Sarsi or Sarcee is classified as an Athabaskan language and is spoken by the Tsuu T’ina tribe located in Calgary, Canada. Only 170 people speak the language In the 2011 census. Sarsi language is related to the Navajo language, which is spoken by the tribe in the southern part of the United States. In fact, it is purely an oral language as there is no evidence that it has a writing system are there are no written records of the language. Mostly, the elders speak the Sarcee language but the younger generation has embraced big efforts to learn it.

  1. Pawnee

Pawnee language is spoken around Nebraska and north-central Oklahoma. It is a Native American-Indian dialect. Although there are still 10 people who are native speakers of Pawnee, all of them are elderly and their children prefer to speak English as their mother tongue. Also, only the Elders and Chiefs of the Pawnee tribe speak the language fluently. The dialect has nine consonants and eight vowels. It’s remarkable that each Pawnee word has 10 syllables. The pronunciation of the consonants is similar to English. The vowels on the other hand are more similar to French in pronunciation, with long sounds. Speakers raise or lower the tone to impart different meanings.

9.S’aoch

S’aoch is an endangered, nearly extinct Pearic language of Cambodia. Only 10 fluent speakers out of 110 people are left in a village located on Cambodia’s seashore who speak S’aoch. The S’aoch stable culture was wiped out by the Khmer Rouge in the 1970s. They snatched their land, locked S’aoch people up in labor camps, and banned them from speaking their own language. According to Sa’och oral history, they prospered along the coast protected by their fortified settlement of Banteay Prey.
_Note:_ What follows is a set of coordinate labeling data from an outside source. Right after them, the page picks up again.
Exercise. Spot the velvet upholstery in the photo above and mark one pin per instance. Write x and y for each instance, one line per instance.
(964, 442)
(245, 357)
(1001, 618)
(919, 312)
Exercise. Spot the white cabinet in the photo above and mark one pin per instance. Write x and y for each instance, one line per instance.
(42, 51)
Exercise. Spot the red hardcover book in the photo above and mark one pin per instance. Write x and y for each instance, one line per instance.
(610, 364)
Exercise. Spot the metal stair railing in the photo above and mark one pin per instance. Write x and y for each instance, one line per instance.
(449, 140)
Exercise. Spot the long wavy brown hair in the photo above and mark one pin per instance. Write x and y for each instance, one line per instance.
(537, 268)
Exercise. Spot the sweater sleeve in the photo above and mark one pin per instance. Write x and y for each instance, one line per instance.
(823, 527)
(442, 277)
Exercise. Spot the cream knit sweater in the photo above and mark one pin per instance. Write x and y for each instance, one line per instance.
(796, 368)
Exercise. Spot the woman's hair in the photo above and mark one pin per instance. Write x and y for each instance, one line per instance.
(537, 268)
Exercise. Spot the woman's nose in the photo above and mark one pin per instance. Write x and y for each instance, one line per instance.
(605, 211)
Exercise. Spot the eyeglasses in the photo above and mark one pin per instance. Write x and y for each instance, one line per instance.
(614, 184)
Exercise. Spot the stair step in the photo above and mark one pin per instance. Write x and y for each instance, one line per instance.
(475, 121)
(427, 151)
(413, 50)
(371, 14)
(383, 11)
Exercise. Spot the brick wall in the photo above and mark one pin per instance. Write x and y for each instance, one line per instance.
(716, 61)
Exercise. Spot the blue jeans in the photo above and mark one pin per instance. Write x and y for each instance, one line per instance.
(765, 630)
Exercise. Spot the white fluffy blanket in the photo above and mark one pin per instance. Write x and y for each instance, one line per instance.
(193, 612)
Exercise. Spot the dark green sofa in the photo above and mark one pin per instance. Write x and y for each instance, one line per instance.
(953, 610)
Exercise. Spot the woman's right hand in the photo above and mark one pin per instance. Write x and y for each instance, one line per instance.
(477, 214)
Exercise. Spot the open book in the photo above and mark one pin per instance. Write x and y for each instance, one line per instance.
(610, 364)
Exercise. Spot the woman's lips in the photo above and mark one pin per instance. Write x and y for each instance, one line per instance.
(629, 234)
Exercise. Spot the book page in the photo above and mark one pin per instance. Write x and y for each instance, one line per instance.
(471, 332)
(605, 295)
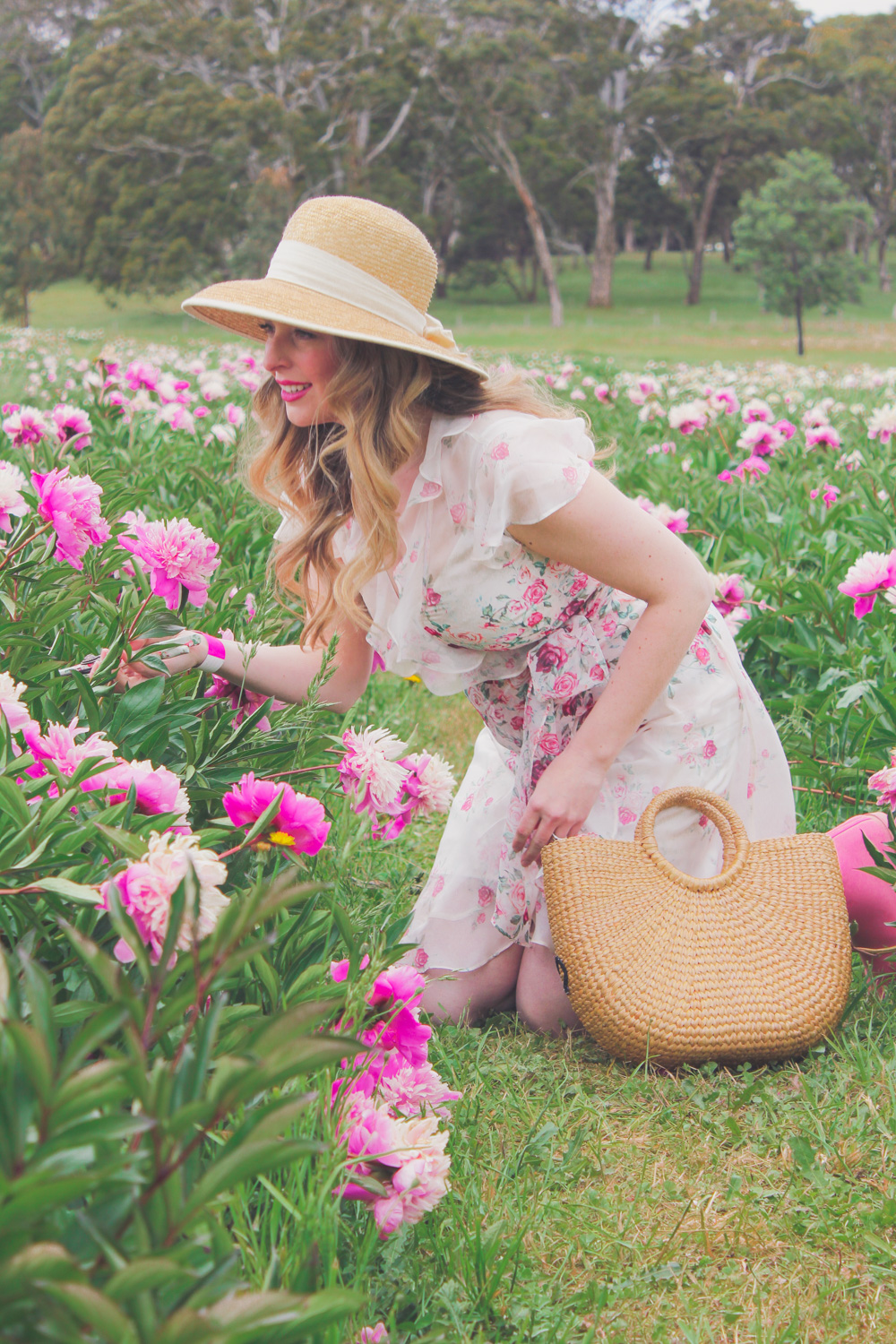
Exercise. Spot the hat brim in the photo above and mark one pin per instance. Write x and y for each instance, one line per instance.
(241, 306)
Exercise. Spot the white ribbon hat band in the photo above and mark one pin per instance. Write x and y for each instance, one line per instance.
(312, 268)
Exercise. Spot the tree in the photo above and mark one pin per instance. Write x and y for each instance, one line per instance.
(858, 56)
(793, 233)
(32, 253)
(495, 72)
(710, 118)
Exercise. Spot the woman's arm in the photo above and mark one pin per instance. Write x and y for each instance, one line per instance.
(281, 671)
(613, 539)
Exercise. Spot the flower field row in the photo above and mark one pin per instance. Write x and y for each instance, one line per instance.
(148, 839)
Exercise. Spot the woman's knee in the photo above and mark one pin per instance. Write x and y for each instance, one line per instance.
(468, 995)
(540, 999)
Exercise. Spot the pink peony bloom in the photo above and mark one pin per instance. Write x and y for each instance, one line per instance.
(24, 425)
(823, 435)
(761, 440)
(72, 505)
(883, 424)
(11, 707)
(61, 746)
(73, 425)
(140, 374)
(147, 886)
(729, 593)
(177, 556)
(370, 771)
(158, 789)
(884, 784)
(691, 417)
(298, 824)
(869, 575)
(13, 503)
(756, 410)
(828, 494)
(723, 400)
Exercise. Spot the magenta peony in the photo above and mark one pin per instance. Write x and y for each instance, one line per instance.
(298, 824)
(868, 577)
(72, 505)
(177, 556)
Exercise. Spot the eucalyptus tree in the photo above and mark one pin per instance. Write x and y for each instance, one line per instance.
(712, 113)
(857, 56)
(791, 233)
(495, 70)
(605, 53)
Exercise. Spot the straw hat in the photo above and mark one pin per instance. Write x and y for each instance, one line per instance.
(349, 268)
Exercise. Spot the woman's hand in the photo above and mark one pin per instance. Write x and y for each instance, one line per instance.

However, in the 1830s, during the Siamese-Vietnamese War for Cambodia, the Thai army defeated the Sa’och and took many prisoners of war back to Thailand where they were forced to resettle in Kanchanaburi Province along the Thai-Burmese border. This resulted in two disparate communities of Sa’och speakers separated by some 800 km.

  1. Dumi

Dumi is a language spoken in Nepal, around the Rava and Tap rivers and in the Khotang District. Dumi is the world’s least spoken language and one of the rarest. All current data states that there are only seven remaining speakers of the language. Dumi language has written records that are available to people who are interested to learn it, as a dictionary, and several books that show the grammar and syntax of the Dumi language. Its alternate names are Sotmali, Ro’do Bo’, Lsi Rai, Hopupo Bro, Dumi Bro and Dumi Bo’o. It belongs to the Kiranti branch of the Tibeto-Burman language family.